The homeowners resource for information on deficiency judgments and your rights in a foreclosure 


How a deficiency judgment can effect you the homeowner

Help in preventing financial damage in a foreclosure.

Some basics to consider when you’ve defaulted on a note to a lender. The note involved in a foreclosure or repossession is an "I Owe You": a promise and an obligation for you to pay the debt owed to the lender that financed your property. A deed of trust, or mortgage on the property, is the security for that debt. If you’ve had troubles paying your obligations or are no longer capable of making the payments, you are facing a default situation.

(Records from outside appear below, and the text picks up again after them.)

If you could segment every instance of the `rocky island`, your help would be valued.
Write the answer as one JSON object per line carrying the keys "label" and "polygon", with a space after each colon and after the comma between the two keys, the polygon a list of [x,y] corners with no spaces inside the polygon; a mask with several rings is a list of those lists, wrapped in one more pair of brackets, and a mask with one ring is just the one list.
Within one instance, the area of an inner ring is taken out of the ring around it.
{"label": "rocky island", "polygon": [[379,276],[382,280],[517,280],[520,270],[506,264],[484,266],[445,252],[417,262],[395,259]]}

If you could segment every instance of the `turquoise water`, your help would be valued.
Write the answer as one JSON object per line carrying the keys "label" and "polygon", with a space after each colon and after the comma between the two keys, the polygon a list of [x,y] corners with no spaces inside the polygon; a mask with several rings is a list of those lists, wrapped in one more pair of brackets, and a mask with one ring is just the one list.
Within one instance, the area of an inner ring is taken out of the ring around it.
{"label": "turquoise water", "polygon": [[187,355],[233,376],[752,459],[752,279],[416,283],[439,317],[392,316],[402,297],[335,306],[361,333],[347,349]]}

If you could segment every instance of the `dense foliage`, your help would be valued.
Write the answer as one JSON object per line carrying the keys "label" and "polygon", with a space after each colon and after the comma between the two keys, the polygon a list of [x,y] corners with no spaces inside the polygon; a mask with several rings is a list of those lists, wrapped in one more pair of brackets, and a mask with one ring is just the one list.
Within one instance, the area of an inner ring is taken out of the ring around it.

When a default situation arises, it's always better to try to work out a practical solution. There are numerous ways in which creative problem solving may come into play. A first step would be to communicate clearly and early with the lender. You can consider alternatives such as a loan modification, waiving unpaid payments, extending the amortization or lowering the payments. Amending your agreement with the lender may provide you with relief and the lender may allow get paid back or avoid a foreclosure process.

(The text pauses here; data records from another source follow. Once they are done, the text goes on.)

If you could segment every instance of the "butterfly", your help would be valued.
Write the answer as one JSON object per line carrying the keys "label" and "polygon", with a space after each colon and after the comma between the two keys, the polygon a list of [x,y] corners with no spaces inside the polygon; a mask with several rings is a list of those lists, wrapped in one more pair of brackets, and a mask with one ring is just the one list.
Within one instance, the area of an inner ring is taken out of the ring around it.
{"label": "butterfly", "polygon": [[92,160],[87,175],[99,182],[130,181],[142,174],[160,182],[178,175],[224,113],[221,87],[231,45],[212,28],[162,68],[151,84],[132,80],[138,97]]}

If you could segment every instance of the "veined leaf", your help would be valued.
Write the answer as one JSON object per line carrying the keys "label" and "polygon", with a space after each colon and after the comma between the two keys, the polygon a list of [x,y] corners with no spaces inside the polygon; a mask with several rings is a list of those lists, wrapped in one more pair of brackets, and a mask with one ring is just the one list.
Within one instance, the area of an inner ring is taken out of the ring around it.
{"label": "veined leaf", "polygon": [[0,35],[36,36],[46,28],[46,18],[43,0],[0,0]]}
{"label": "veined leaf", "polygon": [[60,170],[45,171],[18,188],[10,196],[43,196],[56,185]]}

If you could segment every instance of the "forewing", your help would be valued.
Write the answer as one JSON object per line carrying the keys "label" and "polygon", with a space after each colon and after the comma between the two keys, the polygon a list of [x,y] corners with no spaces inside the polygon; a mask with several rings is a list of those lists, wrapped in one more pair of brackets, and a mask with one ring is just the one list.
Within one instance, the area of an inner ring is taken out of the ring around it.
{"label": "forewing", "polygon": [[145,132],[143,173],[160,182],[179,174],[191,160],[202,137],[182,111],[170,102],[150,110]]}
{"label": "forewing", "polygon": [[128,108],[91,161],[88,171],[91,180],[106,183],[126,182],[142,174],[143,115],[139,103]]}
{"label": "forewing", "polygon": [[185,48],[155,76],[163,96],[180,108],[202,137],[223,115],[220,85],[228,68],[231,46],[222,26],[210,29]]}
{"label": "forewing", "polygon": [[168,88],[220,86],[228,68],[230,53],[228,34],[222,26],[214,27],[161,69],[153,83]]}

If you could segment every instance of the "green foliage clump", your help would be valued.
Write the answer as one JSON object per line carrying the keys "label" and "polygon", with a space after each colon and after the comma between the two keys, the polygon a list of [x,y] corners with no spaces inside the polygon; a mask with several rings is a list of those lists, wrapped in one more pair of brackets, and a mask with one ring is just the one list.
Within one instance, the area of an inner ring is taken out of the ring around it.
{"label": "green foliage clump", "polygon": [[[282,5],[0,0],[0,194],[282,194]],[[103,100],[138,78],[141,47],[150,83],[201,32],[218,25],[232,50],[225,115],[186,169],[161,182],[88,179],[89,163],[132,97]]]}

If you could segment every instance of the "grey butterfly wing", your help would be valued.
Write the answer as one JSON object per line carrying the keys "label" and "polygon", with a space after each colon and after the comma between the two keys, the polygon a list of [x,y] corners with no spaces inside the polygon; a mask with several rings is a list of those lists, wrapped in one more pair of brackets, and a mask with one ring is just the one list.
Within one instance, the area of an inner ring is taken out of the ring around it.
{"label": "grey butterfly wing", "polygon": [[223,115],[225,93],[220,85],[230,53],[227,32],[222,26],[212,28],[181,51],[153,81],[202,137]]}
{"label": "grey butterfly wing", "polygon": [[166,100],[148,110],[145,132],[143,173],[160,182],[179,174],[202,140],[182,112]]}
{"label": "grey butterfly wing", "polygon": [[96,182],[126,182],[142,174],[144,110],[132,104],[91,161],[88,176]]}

There are several avenues that a lender can pursue in enforcing their rights. When a default on the note is at hand, the lenders legal options with this default are:

Sue on the note

When a case goes to court, the lender can sue only on the note. They may institute a lawsuit in court against the payor or borrower, asking the court to require them to pay all money owed to the lender. A judgment can be obtained in court, requiring the full amount of the note payable to the lender. A judgment can attach all non-exempt assets owned by the borrower, allowing the lender to take those assets to satisfy the amount of the judgment. Exempt assets are those necessary for livelihood and are specified by state or federal law.

Many states will not allow such a suit. In many states, if a suit on the note is filed, a foreclosure on the Deed of Trust or Mortgage is barred. Other states will require a foreclosure process first, followed by a suit on the note. You should note that these types of suits are not the norm, as a foreclosure on a secured property is the primary means of satisfying the note outstanding.

Judicial foreclosure

An in-court foreclosure is called a judicial foreclosure, a lawsuit with specific parameters. Again the foreclosure laws will vary a great deal from state to state. A judicial foreclosure allows the lender to institute a lawsuit calling the entire note due and requesting a court ordered sale of the property to satisfy the note

When a judicial foreclosure permits the calling of the note due, taking the property may not be enough to satisfy your debt. The lender will gain a deficiency judgment against the borrower. A deficiency judgment demands that, if the lender does not receive all amounts due them from foreclosure sale of the property, the remaining balance of the debt should be paid by the borrower. The rules and requirements of both property types and borrower actions will vary greatly by state, so competent legal counsel is absolutely necessary.

Non judicial foreclosure

With an out of court process, or non-judicial foreclosure, the process is usually handled by an attorney or a foreclosure professional. In some states, the process allows the lender to re-take the property without getting any other compensation from the borrower. Other states will allow a deficiency judgment after the foreclosure process is completed. This type of foreclosure occurs when borrower has no other obvious assets or ability to pay, when the property is worth more than the loan outstanding, or when it appears that this is the only legal option.

In general the borrower has rights to bring payments up to date, in which case, the note may not have to be paid off. In many states the borrower may also have redemptive rights after the process has occurred.

Deed in lieu of foreclosure

Another way of dealing with a mortgage default that will require the cooperation of both the lender and the borrower is to transfer the property by means of a deed in lieu of foreclosure. Fast and inexpensive (legal fees), both parties agree to transfer the property to lender, avoiding the time and expense of foreclosure. Most importantly, the borrower may avoid the possibility of the lender pursuing them for a deficiency judgment.


The possibility always exists that declaring bankruptcy may be the last form of refuge in a loan default. Lenders will want to avoid such a situation as bankruptcy creates numerous delays at a considerable cost. Competent legal counsel should be sought in determining if this is the right avenue for you

With all of the alternatives discussed above, the specific rules applicable to your state will determine whether you would face the risk of having a deficiency judgment ordered on behalf of the lender. Utilize our site and the resources offered to make an educated decision as to how to proceed if you in financial distress, facing foreclosure or are in the midst of the process.